ZeroEntropy is a RAG based AI search tool strictly for developers that grabs data, even across messy internal documents and grabbing the most relevant information first
Startup ZeroEntropy joins a growing wave of infrastructure companies hoping to use retrieval-augmented generation (RAG) to power search for the next generation of AI agents. ZeroEntropy offers an API that manages ingestion, indexing, re-ranking, and evaluation. What that means is that — unlike a search product for enterprise employees like Glean — ZeroEntropy is strictly a developer tool. It quickly grabs data, even across messy internal documents. Houir Alami likens her startup to a “Supabase for search,” referring to the popular open source database that automates much of the database management.
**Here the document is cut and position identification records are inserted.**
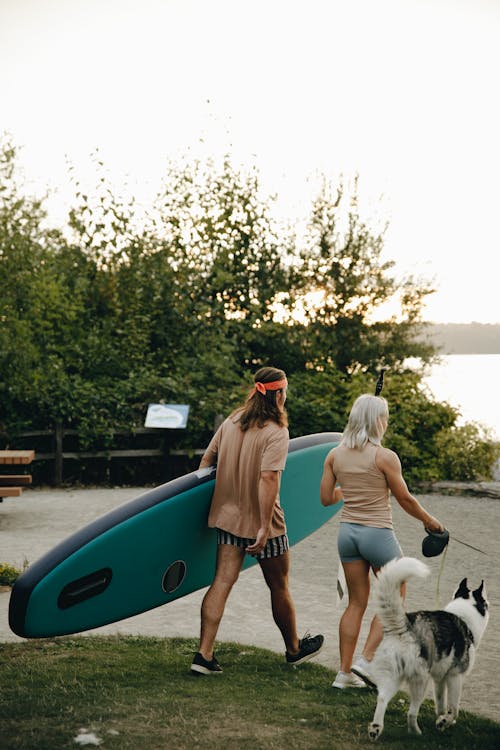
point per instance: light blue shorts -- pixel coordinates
(358, 542)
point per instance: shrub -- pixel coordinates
(8, 574)
(467, 453)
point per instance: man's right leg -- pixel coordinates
(229, 562)
(275, 571)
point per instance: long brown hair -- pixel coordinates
(262, 407)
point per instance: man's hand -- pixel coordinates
(259, 544)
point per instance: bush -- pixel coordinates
(8, 574)
(467, 453)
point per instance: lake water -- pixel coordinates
(470, 382)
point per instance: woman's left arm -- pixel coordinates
(329, 494)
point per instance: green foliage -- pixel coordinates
(120, 309)
(8, 574)
(466, 453)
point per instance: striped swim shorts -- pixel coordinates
(275, 547)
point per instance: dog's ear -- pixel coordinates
(479, 590)
(463, 591)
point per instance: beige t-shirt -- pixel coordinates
(240, 458)
(364, 487)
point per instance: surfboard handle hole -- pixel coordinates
(84, 588)
(173, 576)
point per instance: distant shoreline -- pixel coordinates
(464, 338)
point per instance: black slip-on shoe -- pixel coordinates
(309, 646)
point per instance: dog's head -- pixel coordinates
(477, 597)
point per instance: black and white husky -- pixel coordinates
(441, 644)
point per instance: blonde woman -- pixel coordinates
(363, 473)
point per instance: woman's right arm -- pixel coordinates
(329, 494)
(389, 463)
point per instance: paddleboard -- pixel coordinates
(153, 549)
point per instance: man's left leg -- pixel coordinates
(275, 570)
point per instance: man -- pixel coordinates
(250, 449)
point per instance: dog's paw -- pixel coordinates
(444, 721)
(374, 731)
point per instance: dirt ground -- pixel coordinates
(33, 523)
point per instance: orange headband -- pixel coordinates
(263, 387)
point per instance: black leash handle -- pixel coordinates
(380, 382)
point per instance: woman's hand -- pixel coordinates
(432, 524)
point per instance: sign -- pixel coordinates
(170, 416)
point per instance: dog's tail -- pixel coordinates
(388, 602)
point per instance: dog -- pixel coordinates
(417, 646)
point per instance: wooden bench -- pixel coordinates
(11, 485)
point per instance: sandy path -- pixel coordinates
(32, 524)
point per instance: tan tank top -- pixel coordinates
(364, 487)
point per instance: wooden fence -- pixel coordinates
(159, 446)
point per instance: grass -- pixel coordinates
(138, 693)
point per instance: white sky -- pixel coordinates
(404, 92)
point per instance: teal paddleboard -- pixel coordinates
(152, 550)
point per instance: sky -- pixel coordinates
(403, 93)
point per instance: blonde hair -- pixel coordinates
(365, 421)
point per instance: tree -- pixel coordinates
(341, 264)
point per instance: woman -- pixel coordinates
(363, 473)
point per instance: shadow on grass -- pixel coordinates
(131, 692)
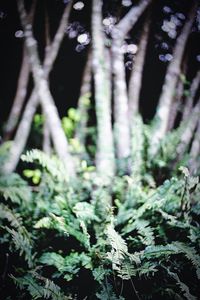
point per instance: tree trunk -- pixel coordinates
(46, 146)
(190, 99)
(176, 105)
(135, 82)
(105, 149)
(84, 102)
(161, 119)
(25, 124)
(121, 122)
(189, 131)
(21, 88)
(194, 163)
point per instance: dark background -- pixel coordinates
(65, 79)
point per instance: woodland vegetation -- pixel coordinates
(106, 206)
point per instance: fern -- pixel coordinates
(52, 164)
(13, 187)
(119, 247)
(13, 218)
(107, 293)
(145, 232)
(184, 288)
(23, 243)
(191, 255)
(69, 265)
(40, 287)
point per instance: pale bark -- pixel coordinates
(83, 102)
(46, 145)
(189, 131)
(190, 99)
(25, 124)
(121, 122)
(164, 105)
(135, 81)
(105, 147)
(22, 83)
(176, 105)
(195, 148)
(194, 163)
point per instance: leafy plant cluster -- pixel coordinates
(87, 240)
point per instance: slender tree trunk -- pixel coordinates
(84, 102)
(105, 148)
(195, 148)
(121, 122)
(20, 95)
(25, 124)
(190, 99)
(46, 146)
(135, 82)
(161, 119)
(194, 163)
(176, 105)
(189, 131)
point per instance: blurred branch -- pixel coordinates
(105, 150)
(121, 121)
(135, 82)
(84, 101)
(22, 83)
(190, 99)
(162, 116)
(25, 124)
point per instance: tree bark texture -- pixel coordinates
(105, 147)
(25, 124)
(190, 99)
(22, 83)
(135, 81)
(84, 102)
(121, 122)
(164, 105)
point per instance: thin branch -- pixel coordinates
(190, 99)
(135, 82)
(161, 118)
(83, 101)
(22, 83)
(121, 122)
(25, 124)
(105, 151)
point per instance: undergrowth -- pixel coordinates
(86, 240)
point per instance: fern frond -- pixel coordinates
(23, 243)
(107, 293)
(145, 232)
(191, 255)
(13, 187)
(183, 287)
(51, 163)
(39, 287)
(13, 218)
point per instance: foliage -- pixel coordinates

At its core is its proprietary re-ranker called ze-rank-1, which the company claims currently outperforms similar models from Cohere and Salesforce on both public and private retrieval benchmarks. It makes sure that when an AI system looks for answers in a knowledge base, it grabs the most relevant information first. “Right now, most teams are either stitching together existing tools from the market or dumping their entire knowledge base into an LLM’s context window. The first approach is time-consuming to build and maintain,” CEO Ghita Houir Alami said. “The second approach can cause compounding errors. We’re building a developer-first search infrastructure — think of it like a Supabase for search — designed to make deploying accurate, fast retrieval systems easy and efficient.”